Saturday, April 3, 2010

Easter at Luba's

Luba's Paska (Easter bread) and red eggs (right).

My Easter window, with calla lilies from Severodonestk (my next blog will tell the story!).

On Saturday, while Luba was baking, a wild hail storm hit Starobilsk, knocking out power and sending Sergei and me outside to take photos. Hard to get a sense of it here, but that's hail on the ground, not snow. The sun came out briefly during the storm and splayed a lovely rainbow across the sky. It didn't last long, so I felt lucky to have seen it. A goodluck charm. Then it was back to grey and rain and hail. The lights came on about an hour later, and Luba went on with her Paska cooking.

Easter Sunday: Luba wakes me at 4:30 am, and we head out the door for church (the ancient monestary, now a nunnery) with our Easter basket. I thought we were going to walk (it's not far from the university and town center), but I was glad to see that Sergei was driving us. The church looked glorious, brighter than usual, as if a chorus of angels was beaming down on it. I prayed in silence, naming every family member and friends. Luba made the sign of the cross several times, lit a candle in remembrance of loved ones, then joined more than a dozen people out in the monestary courtyard, where she spread out some of the Paska and eggs, and a little bottle of cognac. We waited for the priest. He came by a few minutes later with a bucket of (holy) water and a bunch of pussy willows (I think they were), and sprayed our bowed and covered heads with water. "Christ has Risen," he intoned, and the crowd did likewise, three times. That was it! No mass, no sermon, no readings from screiptures, no music. Just being blessed. Same as last year, when I went with Valya in Chernigov. For me the simplicity of it seemed sacred, deeply personal.

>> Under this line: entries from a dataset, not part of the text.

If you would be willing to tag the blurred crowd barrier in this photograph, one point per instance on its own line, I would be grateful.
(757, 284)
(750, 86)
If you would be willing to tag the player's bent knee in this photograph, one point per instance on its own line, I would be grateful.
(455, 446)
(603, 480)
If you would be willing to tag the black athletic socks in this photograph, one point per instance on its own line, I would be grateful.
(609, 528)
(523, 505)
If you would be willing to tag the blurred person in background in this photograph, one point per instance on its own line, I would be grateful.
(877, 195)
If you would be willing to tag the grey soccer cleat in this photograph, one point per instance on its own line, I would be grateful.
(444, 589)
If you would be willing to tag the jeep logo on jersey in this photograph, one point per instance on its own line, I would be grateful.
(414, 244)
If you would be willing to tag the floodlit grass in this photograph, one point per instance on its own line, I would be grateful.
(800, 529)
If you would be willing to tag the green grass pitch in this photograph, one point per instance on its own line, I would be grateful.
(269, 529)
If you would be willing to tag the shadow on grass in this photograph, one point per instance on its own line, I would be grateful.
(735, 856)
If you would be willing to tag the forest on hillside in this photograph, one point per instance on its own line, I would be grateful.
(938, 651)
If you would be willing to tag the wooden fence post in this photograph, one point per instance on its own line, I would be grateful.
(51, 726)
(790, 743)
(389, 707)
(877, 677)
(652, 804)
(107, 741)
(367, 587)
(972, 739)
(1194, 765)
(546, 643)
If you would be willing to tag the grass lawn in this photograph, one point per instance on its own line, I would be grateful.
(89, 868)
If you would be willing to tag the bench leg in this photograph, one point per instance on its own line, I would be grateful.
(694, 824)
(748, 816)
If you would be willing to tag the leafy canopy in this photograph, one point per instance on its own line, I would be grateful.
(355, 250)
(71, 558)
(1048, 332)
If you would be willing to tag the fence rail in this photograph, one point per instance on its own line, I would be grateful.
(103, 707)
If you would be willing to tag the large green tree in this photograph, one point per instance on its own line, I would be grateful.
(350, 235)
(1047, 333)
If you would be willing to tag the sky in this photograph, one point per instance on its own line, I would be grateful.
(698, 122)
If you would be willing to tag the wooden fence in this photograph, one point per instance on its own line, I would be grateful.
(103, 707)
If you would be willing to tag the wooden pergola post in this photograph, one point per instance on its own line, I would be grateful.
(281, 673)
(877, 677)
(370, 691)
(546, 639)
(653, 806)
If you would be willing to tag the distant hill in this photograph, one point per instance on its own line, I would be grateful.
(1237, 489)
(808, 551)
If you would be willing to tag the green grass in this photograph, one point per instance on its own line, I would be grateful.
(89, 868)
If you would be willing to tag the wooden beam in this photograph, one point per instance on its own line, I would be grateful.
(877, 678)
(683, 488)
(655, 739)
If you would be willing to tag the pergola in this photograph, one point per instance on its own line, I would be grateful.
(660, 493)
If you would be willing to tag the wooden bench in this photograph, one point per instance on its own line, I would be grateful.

Luba and I walked out the church to a waiting Sergei. I think we both felt truly blessed. I wondered why Sergei didn't join us but it seems that women predominate in celebrating these traditions and rituals. We went home, had our Easter breakfast, including 3 toasts with the blessed cognac, and then went back to bed for a few hours. It turned into a day of rest and relaxation.

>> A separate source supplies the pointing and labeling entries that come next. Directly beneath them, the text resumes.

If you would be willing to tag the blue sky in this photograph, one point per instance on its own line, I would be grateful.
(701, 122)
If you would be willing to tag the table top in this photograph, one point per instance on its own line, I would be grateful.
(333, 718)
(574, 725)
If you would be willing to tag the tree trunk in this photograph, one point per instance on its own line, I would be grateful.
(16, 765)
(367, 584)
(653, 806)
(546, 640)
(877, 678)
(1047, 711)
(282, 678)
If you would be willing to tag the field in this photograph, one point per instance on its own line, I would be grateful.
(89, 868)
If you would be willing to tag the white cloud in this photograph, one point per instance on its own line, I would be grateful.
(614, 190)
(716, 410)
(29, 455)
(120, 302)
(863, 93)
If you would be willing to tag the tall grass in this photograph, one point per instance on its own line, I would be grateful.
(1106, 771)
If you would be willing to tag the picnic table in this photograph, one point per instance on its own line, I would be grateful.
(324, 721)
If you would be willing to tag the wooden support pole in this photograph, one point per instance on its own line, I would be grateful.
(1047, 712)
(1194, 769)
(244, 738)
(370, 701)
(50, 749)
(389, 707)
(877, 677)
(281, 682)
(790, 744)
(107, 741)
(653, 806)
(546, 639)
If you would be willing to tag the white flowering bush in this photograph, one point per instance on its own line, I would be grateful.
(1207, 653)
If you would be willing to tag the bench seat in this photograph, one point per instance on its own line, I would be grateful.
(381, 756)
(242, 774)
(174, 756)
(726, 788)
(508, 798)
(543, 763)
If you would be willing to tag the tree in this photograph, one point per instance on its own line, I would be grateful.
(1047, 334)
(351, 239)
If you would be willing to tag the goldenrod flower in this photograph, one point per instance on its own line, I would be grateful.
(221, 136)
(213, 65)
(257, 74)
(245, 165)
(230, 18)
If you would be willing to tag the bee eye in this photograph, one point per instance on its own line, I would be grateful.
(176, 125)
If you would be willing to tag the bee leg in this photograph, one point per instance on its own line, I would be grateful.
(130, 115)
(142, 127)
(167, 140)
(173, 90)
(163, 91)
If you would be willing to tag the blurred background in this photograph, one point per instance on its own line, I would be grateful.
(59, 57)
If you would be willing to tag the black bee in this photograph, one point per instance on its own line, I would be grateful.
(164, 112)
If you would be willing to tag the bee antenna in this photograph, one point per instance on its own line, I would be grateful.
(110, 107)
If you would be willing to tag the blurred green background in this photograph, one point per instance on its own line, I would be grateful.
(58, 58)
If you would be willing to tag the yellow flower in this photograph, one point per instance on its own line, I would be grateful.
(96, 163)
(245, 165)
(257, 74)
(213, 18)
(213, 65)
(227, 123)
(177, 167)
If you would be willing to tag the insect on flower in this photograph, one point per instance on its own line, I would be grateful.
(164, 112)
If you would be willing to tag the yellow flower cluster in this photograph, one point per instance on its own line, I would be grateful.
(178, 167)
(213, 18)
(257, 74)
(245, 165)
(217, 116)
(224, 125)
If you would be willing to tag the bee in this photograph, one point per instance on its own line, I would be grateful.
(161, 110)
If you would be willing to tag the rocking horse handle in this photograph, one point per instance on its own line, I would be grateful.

Luba and I (dictionary in hand) sat outside in the late afternnoon, basking in the setting sun, practicing my Russian conversation. We talked about her garden, the things she was going to plant. Aren't you working in your garden today, I asked . No, not on Easter Sunday. Tomorrow.
I feel more comfortable with the language, not that I'm much more proficient, just more at ease.
It's that magic one year mark that more seasoned PCVs tell about. The PCVs in my Group 36 are coming full circle, celebrating a year in Ukraine on April 1, getting more comfortable, observing our second Easter, another spring. We begin again, our second year in a country we have come to love. Rebirth, voshroshdaynia, in a rough transliteration of the Russian word.